Centennial Resource Development, Inc. Class A (NASDAQ: CDEV) operates as an oil and natural gas company. It focuses on the development of unconventional oil and liquids-rich natural gas reserves in the Permian Basin. The company was founded in 2014 and is headquartered in Denver, CO.

• CDEV derives its revenues through three segments: Oil, Natural Gas Liquids and Natural Gas. In FY 2018 79.7%, 13.3%, and 7% of revenues came from these three segments respectively.

• The oil and natural gas industry is cyclical which causes the volatility of commodity prices. This has quite a large impact on Centennial because these lower prices can decrease revenues on a per unit basis while also decreasing the amount of oil, natural gas, and natural gas liquids that the company can produce economically, reducing their reserve quantities.

• Predominance in the Delaware and operational flexibility.

Key points:

Centennial is definitely feeling the effects of volatile commodity prices as expressed through its decline in stock price. Management has many goals set in place for the future of the company, but this doesn’t seem to be having much of an effect on the price of their stock. They’re focusing on securing a financial position in response to volatility. They aren’t looking forward to their prospects and responding to their continuous decline in stock price.

There are various things management has expected and are expecting for CDEV in 2019 and moving forward. The total capital budget has been reduced 15% in 2019 to now $845 million and is looking to be even lower by the end of FY 2019. This is due to Centennial looking to reduce their operational costs as well. Centennial expects to increase crude oil production by approximately 12% in 2019. They plan to keep a flexible approach in regard to their operational activity in response to volatile commodity prices.
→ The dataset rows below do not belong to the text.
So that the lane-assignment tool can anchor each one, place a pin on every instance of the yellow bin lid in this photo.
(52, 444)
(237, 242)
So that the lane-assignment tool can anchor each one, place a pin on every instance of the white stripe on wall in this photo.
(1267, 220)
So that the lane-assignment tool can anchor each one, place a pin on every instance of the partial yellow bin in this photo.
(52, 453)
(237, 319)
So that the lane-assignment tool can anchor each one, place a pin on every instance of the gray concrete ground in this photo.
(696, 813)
Although takeaway capacity has had its effect on crude oil prices, the deals that Centennial has structured with BP and ExxonMobil in the Permian basin positions them well in order to scale their own production while maintaining their lower operational costs. CDEV has about 85,000 net acres in the Delaware Basin, which gives them a predominance of about 80%. They plan to operate between four to five rigs in Reeves County in the Delaware Basin while continuing to develop and test additional zones, in response to their expectation to increase oil production.
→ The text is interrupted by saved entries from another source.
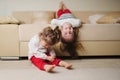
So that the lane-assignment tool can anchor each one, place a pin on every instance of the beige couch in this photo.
(97, 39)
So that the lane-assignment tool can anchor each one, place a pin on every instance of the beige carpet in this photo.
(84, 69)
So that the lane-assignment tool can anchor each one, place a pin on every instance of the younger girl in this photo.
(41, 53)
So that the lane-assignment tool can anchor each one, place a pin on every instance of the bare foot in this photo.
(65, 64)
(49, 68)
(68, 66)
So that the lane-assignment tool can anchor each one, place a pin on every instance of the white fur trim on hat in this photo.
(73, 21)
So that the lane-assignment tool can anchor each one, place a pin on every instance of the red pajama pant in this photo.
(40, 63)
(61, 11)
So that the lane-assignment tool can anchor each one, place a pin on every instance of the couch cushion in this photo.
(23, 16)
(8, 20)
(27, 31)
(100, 32)
(109, 19)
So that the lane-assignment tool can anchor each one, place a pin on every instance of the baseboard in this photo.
(84, 57)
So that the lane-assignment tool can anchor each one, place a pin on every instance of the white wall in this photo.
(8, 6)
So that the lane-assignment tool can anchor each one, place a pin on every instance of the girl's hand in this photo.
(50, 58)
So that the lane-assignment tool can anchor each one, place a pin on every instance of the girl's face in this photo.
(44, 44)
(67, 32)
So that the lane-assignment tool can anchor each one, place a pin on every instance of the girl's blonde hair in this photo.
(50, 36)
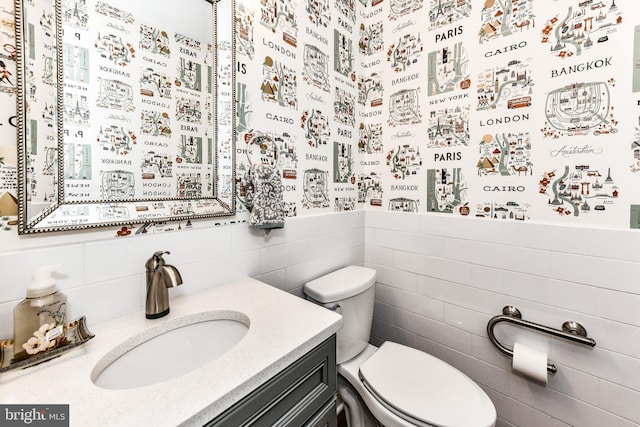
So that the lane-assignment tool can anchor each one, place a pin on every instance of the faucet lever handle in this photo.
(156, 260)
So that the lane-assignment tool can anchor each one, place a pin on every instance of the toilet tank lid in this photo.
(341, 284)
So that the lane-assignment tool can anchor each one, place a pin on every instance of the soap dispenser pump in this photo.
(38, 321)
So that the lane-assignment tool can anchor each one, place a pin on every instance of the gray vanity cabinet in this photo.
(303, 394)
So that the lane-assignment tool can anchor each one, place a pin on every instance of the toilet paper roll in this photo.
(530, 362)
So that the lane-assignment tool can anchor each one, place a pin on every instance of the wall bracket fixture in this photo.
(572, 331)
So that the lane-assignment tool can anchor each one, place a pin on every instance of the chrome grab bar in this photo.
(572, 331)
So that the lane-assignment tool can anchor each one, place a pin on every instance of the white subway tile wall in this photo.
(441, 278)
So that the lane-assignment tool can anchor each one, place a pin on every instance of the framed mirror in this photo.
(125, 112)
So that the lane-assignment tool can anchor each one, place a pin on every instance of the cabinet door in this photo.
(292, 397)
(327, 416)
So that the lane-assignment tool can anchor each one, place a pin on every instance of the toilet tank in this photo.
(350, 291)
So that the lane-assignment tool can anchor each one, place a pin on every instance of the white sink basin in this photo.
(171, 349)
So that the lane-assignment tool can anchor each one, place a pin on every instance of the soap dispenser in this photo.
(38, 321)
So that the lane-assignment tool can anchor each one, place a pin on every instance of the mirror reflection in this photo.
(125, 112)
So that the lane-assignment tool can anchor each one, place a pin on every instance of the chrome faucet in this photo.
(160, 277)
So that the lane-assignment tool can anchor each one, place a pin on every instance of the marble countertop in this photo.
(282, 328)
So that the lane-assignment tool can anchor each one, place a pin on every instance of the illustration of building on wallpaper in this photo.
(635, 149)
(580, 109)
(511, 210)
(505, 154)
(404, 161)
(508, 86)
(371, 40)
(315, 189)
(153, 40)
(448, 69)
(117, 185)
(318, 12)
(342, 162)
(279, 84)
(446, 190)
(449, 127)
(155, 83)
(316, 68)
(343, 54)
(445, 12)
(316, 128)
(579, 190)
(244, 30)
(501, 19)
(582, 27)
(115, 95)
(75, 13)
(370, 90)
(347, 8)
(370, 189)
(404, 107)
(403, 204)
(370, 138)
(279, 16)
(405, 52)
(344, 107)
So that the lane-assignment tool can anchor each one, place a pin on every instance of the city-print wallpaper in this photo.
(516, 110)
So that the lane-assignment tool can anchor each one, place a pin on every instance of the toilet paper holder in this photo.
(572, 331)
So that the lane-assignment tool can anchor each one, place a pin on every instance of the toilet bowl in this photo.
(400, 386)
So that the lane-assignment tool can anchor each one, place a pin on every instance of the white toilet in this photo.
(401, 386)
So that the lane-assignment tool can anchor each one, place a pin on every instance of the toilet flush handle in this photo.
(335, 307)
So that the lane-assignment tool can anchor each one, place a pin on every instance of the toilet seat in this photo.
(422, 390)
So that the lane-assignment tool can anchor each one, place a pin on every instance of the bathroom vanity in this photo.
(281, 371)
(304, 394)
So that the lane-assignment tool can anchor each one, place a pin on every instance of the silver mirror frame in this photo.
(40, 223)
Although the decline in their stock price isn’t specific to Centennial, and many companies in the industry have experienced price declines due to the simple volatility in the industry, Centennial just doesn’t seem to be responding well to the decline in stock price and making positive change. They have missed their earnings for the past three quarters in a row and their P/E ratio is under the market average due to their lack in EPS growth. The company could benefit with more attention paid to the price decline and actions taken to increase this which would benefit the overall financial health of the company.
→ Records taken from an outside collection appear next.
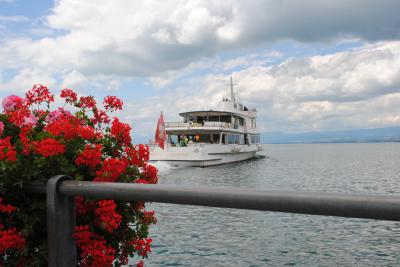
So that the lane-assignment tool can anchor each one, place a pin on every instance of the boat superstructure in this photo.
(211, 137)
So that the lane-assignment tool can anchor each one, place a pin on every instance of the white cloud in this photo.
(13, 19)
(359, 88)
(136, 38)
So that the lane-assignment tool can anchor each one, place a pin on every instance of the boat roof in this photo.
(249, 113)
(206, 113)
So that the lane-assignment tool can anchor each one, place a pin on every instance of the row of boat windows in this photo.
(235, 120)
(224, 138)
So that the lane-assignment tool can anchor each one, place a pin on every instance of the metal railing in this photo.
(61, 191)
(214, 124)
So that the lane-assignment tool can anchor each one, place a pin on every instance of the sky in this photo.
(305, 65)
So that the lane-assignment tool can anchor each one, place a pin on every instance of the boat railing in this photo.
(61, 191)
(214, 124)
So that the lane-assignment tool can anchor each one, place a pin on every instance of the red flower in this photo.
(138, 155)
(93, 248)
(90, 156)
(100, 116)
(64, 127)
(87, 102)
(69, 95)
(112, 103)
(86, 132)
(7, 151)
(111, 170)
(107, 218)
(49, 147)
(12, 102)
(38, 94)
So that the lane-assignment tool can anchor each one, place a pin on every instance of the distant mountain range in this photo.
(389, 134)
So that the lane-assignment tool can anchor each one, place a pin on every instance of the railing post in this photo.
(60, 225)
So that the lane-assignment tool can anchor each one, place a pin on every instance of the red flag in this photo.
(161, 135)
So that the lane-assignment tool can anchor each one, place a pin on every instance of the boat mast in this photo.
(232, 94)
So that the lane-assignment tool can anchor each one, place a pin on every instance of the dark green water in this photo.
(200, 236)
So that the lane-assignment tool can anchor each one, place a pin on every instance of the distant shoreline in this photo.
(332, 142)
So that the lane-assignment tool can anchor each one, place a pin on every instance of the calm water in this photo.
(200, 236)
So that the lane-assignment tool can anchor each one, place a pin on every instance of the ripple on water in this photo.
(201, 236)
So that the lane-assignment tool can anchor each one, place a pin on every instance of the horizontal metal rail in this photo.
(60, 191)
(367, 206)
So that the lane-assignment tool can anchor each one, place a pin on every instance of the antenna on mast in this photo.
(232, 94)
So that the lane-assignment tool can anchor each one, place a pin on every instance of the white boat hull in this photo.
(202, 155)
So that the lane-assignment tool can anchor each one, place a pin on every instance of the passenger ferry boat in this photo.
(210, 137)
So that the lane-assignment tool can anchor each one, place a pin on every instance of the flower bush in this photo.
(82, 141)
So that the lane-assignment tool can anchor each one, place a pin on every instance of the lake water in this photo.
(202, 236)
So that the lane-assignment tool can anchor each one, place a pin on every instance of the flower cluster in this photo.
(36, 143)
(12, 242)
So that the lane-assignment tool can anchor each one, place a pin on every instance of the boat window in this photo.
(242, 139)
(241, 121)
(255, 139)
(226, 118)
(233, 138)
(213, 118)
(173, 139)
(215, 138)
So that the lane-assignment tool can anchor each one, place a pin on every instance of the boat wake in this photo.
(163, 167)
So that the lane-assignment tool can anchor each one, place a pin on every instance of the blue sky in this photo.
(305, 65)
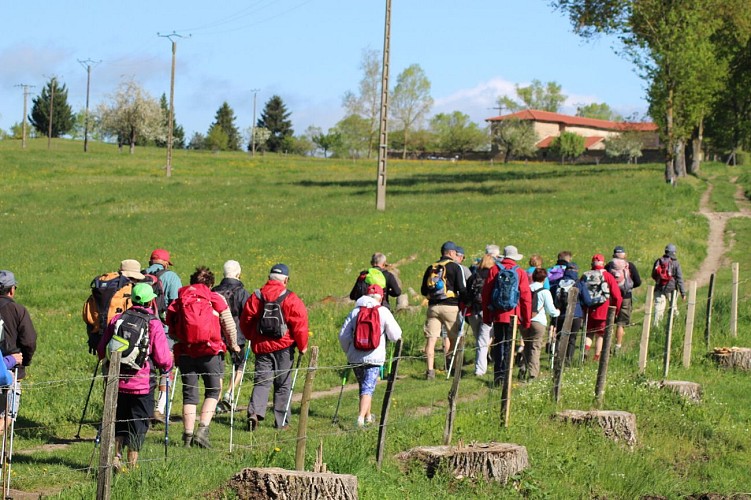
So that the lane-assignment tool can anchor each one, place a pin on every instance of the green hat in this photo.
(143, 293)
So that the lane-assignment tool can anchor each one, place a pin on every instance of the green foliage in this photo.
(275, 119)
(62, 114)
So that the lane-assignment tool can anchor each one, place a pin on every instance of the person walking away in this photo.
(668, 277)
(275, 321)
(599, 291)
(542, 306)
(169, 284)
(370, 276)
(443, 284)
(480, 329)
(139, 334)
(18, 337)
(627, 276)
(363, 339)
(516, 301)
(201, 323)
(234, 292)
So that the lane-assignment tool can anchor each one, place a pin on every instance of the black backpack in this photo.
(272, 323)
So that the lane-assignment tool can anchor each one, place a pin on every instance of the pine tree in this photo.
(62, 115)
(275, 118)
(225, 119)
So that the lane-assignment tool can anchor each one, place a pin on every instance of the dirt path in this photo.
(716, 249)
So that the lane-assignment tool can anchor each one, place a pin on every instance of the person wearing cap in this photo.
(274, 356)
(19, 336)
(135, 398)
(233, 290)
(664, 288)
(597, 315)
(619, 265)
(367, 364)
(501, 320)
(443, 304)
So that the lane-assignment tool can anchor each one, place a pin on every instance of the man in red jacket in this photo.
(273, 338)
(501, 319)
(597, 315)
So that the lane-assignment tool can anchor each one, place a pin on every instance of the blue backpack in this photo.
(505, 294)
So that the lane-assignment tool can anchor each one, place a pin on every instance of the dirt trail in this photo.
(716, 249)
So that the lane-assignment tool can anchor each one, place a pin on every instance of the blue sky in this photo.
(306, 51)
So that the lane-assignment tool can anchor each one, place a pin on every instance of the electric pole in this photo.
(87, 64)
(253, 126)
(383, 143)
(25, 88)
(171, 119)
What has the stock done lately?

For the past month the price of Centennial has been relatively flat and not seeing much change except for its 52-week low on December 3 of $2.92. The company has missed its earnings for the last three quarters and the next earnings report date will be on March 2nd, 2020.

Past Year Performance: 

In the first half of 2019, CDEV’s stock price fell around 31% due to oil prices being volatile. Additionally, when the company decided to pull back in average daily oil production in 2019 and this news came out, there was a one-day plunge in their stock price. It has since seen a steady decline It hit its 52-week low price of $2.92 on December 3, 2019, and high of $16.45 on December 4th, 2018.

 


Source: FactSet
My Takeaway

CDEV was pitched on April 12, 2019 and added to the AIM Equity Fund at $9.21 with an initial price target of $11.80. CDEV’s stock price has since significantly fallen and is now currently trading at $3.41. My recommendation for this stock would be to sell since it is nowhere near reaching its price target and is seeing a continuous decline. Admittedly, CDEV has been increasing revenue and meeting the goals and expectations set forth by management, however these changes being made are not being reflected in the stock price and should therefore be sold from the AIM fund.